Well, I'm in my third day in Maine and the weather is beautiful as I post this. The island grapevine was saying that you could park in front of the hardware store or Pilgrim's Inn and poach broadband access, but no such luck for me. I'm trapped using my aunties dial-up access-- how does Frasier do it?
Here's my journal of the first days of Pappy and my vacation, the "War and Peace" of postings:
Day One
After leaving for Maine at 2AM, I left flaming tire tracks all the way up the coast and arrived before 3PM including a few stops and a nap on the road. I stopped at my aunt's house on the way to our place. Pappy was tearing in circles with delight to be free of the car, dive bombing his dog-cousin Polly. I ran into huge packs of cousins roaming about, but many were finishing up their visits. I was so tired I could barely maintain an intelligible conversation.
Day Two
There are two flavors of weather in Deer Isle-- glorious or dismal. Brilliant sunshine or chilling rain. Fresh breezes or pea-soup fog of the kind that drives people to murder. If the barometer needle is stationary throughout your first visit, you either had the best time or will never come back. Today was an exception-- I woke to gloomy overcast but we weren't socked in. There have since been periods of sun and a few passing heavy showers, but we get so little rain during summers in DC that it seems like a treat.
Pappy and I were playing down on the beach, and he's getting his first experience of sea water... and he loves, loves, loves it despite its being temperature challenged. He was dropping his ball in the water and bobbing for it over and over. I tossed the ball a little way out, and for the first time I saw him really swimming. He is a water dog. I'm a little nervous that he doesn't have the sense to come out before hypothermia sets in.
Day Three
A quick background on our history in Deer Isle: my grandfather's widowed sister, whose first husband was killed in a WWI-era naval gun accident, remarried to a man whose family had been visiting Deer Isle since the nineteenth century. After visiting for a number of years, around WWII my grandfather jointly purchased a 40 acre lot with three summer houses with his sister's two daughters by her first marriage. Four generations and many cross-family marriages later, we now have cousins spread across a mile and a half of coast and can all recognize each other by our family's distinctive sixth toe on each foot.

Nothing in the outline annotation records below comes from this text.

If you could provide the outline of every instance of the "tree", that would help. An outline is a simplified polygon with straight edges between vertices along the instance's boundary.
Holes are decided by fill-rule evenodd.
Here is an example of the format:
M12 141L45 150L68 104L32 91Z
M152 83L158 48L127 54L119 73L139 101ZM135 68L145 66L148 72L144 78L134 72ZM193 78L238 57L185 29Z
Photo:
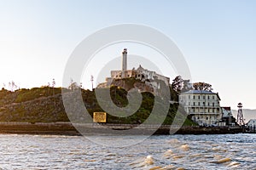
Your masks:
M172 80L172 89L177 93L180 93L183 88L183 80L181 76L176 76Z
M195 90L207 90L207 91L213 90L212 85L207 82L194 82L193 88Z
M77 82L74 82L73 79L70 79L70 85L68 86L68 89L71 89L74 91L75 89L80 88L82 87L82 84L80 83L80 86Z
M8 85L9 85L9 90L12 91L12 92L14 92L14 91L15 91L16 89L18 89L18 86L15 84L15 82L14 81L9 82L8 83ZM4 84L4 86L5 86L5 84Z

About 37 of the 40 acres are woods and wetlands, but the rest is lovely coastline. Our shared beach, to my mind the best in the vicinity, is called Brook Cove. This is a euphemism for "place where the swamp drains", but after a heavy rain the water running down the beach from the woods looks much less like over steeped tea. Our wonderful, open cottage was the Pressey Village schoolhouse relocated to the current site by barge a million years ago. They raised the roof to add a second story over the huge living room, and my grandmother later added a huge steel eye-beam from a navy yard to keep the second story from collapsing into the first. In the tradition of the islands where no brick went unrecycled, additions to the house were scavenged from elsewhere-- there are windows that were originally on boats, and untrimmed logs used as supports. From year to year, our main tasks are to keep the house from falling in on itself and keep it from falling into the ocean.